Nevertheless, invasion of the neck infections to the mediastinum is limited due to enriched lymphatics that drain the area. Therefore, additional risk factors should interplay when the infections disseminate. Kang et al. isolated factors that aid in spreading of the neck infections into mediastinum including being elderly, involvement of the retropharyngeal space, and comorbidities (hypertension, diabetes, liver cirrhosis, or chronic kidney disease) [7]. The patient in our presented case did not have any risk factors except for the involvement of the retropharyngeal space, which provided the route for the bacteria to disseminate [7].

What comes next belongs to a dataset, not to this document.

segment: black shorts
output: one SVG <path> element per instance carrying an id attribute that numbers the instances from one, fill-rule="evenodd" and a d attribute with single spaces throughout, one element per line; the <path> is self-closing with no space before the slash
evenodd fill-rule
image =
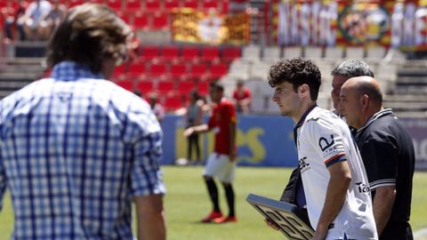
<path id="1" fill-rule="evenodd" d="M 380 240 L 413 240 L 411 225 L 408 222 L 389 222 L 381 234 Z"/>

A computed tomography (CT) scan is the most useful tool in diagnosing acute mediastinitis due to its ability to identify descending mediastinitis early and show varying degrees of tissue necrosis, soft tissue infiltration, localized collections, subcutaneous emphysema, and gas bands [7]. The rarity of acute descending mediastinitis mandates a low threshold of clinical suspicion. Estrera et al., in 1983, showed that there are four criteria to diagnose descending mediastinitis: 1) evidence of oropharyngeal infection, 2) radiographic characteristics of mediastinitis, 3) intraoperative or postmortem documentation of infection, and 4) establishment of a relationship between oropharyngeal process and mediastinitis [1].

In acute mediastinitis, the main treatment is surgery; in cases of acute mediastinitis dealing with the neck infections or esophageal perforations, either a head and neck surgeon or gastroenterologist should be seen. The first form of therapy after diagnosis of mediastinitis should be surgery as it is most effective [5]. Surgery may be needed in order to drain the infected fluid from the chest and/or repair an esophageal tear. Similarly, it is essential that a broad spectrum of antibiotics is quickly prescribed in order to attack multifarious possible pathogens. Medications to be taken for postsurgical acute mediastinitis should address nosocomial pathogens such as staphylococci, enterococci, and Gram-negative rods. For esophageal perforations, medications should cover oral pathogens such as staphylococci, streptococci, anaerobes, and enteric Gram-negative rods [5].

Conclusions

In the era of multiple broad-spectrum antibiotics, the incidence of acute mediastinitis (descending necrotizing mediastinitis) had decreased tremendously. It is associated with a high mortality rate (42%) if recognized late or not treated correctly. Mediastinitis typically presents with chest pain associated with fever and dyspnea, but our case was unique in that the initial presentation was bilateral flank pain. Our goal is to raise awareness about this rare yet very serious infectious disease and alert clinicians to the fact that it may present with atypical symptoms. A low threshold, therefore, is required for quick diagnosis and intervention. The sooner the surgical therapy can be initiated, the higher the chance of survival. This in turn prevents serious complications such as pericardial effusion, sepsis, or even death.